Vicco’s explanation of the “sprout” on “Finding Water” is virtually a narration of his own personal quest to find the unknown wells of his creative expression.
“I went to the beach with my daughter Ella,” Vicco tells me, explaining how his observations of the natural world found their way into “Finding Water.” “And there was a little pond there and I was studying it, because Greg Mort did that piece with the apple. I was really intrigued with what water does when it splashes around; so when I was at the beach I was looking at what the water had done as it washed away the sand, and how it was sculpted. Then I tried to translate that into this wood. There’s a little pond and then a wash away that goes down into the crevasse again. So my original idea for the first piece for the Seed Project was to carve a little seed and have the seed sprout go down, looking for the crevasse, or looking for water. But that was too literal. That was within my comfort zone. So I was thinking about it and there needed to be more of a mystery about it. The mystery came. Then I said, ‘what if this seed is in the ground, in the unknown, and you don’t know what’s happening, but the seed is germinating, and as it germinates that first sprout that comes out, that’s finding water; it’s looking for water.’”
“Making that little sprout, rather than cutting it out of a solid piece of wood, which would have been really fragile, I ended up using veneers that are then bent in a compound curve, making it incredibly strong, exploring ‘what can I do in this wood medium?
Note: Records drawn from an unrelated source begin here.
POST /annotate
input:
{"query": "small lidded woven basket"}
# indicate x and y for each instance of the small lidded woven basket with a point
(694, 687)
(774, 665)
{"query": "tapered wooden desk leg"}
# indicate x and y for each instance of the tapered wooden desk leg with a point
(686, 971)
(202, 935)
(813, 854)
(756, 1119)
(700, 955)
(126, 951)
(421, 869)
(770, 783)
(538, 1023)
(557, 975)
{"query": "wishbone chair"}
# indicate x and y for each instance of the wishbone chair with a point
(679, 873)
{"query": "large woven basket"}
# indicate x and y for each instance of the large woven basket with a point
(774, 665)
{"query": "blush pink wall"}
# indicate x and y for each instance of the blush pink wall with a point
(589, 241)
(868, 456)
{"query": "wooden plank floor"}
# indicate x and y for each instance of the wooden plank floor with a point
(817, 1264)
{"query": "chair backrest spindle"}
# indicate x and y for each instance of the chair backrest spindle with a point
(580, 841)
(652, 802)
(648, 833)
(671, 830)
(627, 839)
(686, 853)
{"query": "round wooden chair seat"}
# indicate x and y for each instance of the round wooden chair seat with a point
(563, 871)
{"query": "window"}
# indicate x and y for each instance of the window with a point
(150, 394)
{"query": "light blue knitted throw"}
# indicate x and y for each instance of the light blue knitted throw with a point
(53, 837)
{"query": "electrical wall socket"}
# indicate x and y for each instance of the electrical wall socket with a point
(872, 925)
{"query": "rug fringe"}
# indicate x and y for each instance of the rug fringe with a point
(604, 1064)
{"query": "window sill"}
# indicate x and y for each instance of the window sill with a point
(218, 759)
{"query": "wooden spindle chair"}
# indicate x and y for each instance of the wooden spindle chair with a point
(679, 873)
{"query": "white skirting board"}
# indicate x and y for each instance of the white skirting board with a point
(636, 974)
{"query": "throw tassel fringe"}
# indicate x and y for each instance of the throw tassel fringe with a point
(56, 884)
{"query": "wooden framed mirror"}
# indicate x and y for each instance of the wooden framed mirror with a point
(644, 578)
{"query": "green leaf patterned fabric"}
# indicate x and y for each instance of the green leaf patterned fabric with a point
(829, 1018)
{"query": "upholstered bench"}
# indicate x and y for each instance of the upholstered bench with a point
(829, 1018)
And what are my capabilities and what are my limits?’ It’s like, ‘Oh, wow!’ What ended up happening is that, where the laminations were, it ended up looking like wood grain, so a lot of unexpected things happened plus the thing is very strong. So you can lift it out if you want to wipe the shelf and then put it back.”
“The big challenge was, ‘what do I do with the seed?’ So, playing around with that I wondered if I should have just suggested that it’s a seed, but then I felt that you would lose the sense of what it is, and I think it’s important for people to be able to identify what it is, you know, a seed, so I looked at an acorn and I basically carved half of an acorn, forming the husk which then has that texture on it, going into the smooth, and the surprise that then becomes a drawer. It’s not just a seed hanging underneath. It’s functional. It’s also got a surprise. Whenever I open it, people are like ” – Vicco inhales sharply – “You can hear them. There’s an awe factor, ‘wow, that’s really cool!’ So it’s really the seed germinating, trying to find water, and it’s that elegance that becomes sculpture as well as a functional shelf.”
“Now that I’ve done that, now that I’ve explored outside of the box, maybe I can use that bent lamination for other forms. I can say, ‘okay, now how can I use this on a bigger scale?’”
Vicco is undaunted when I ask him whether the responsibility of paying back the seed money restricts his artistic exploration due to the fact that the pieces need to be sold.
“It is a little bit of a constraint that I’m responsible for paying the money back. But, I’m really hoping that within this time period I’m going to develop pieces that are going to be so awesome that people will get as excited as I am and want to buy them. I feel so alive right now in my work. I just want to start producing.”
Vicco is asking the supporters of the Seed Project to leap into the crevasse with him, but he is confident that there’s a cool lake at the bottom, and so, apparently, is the Academy Art Museum.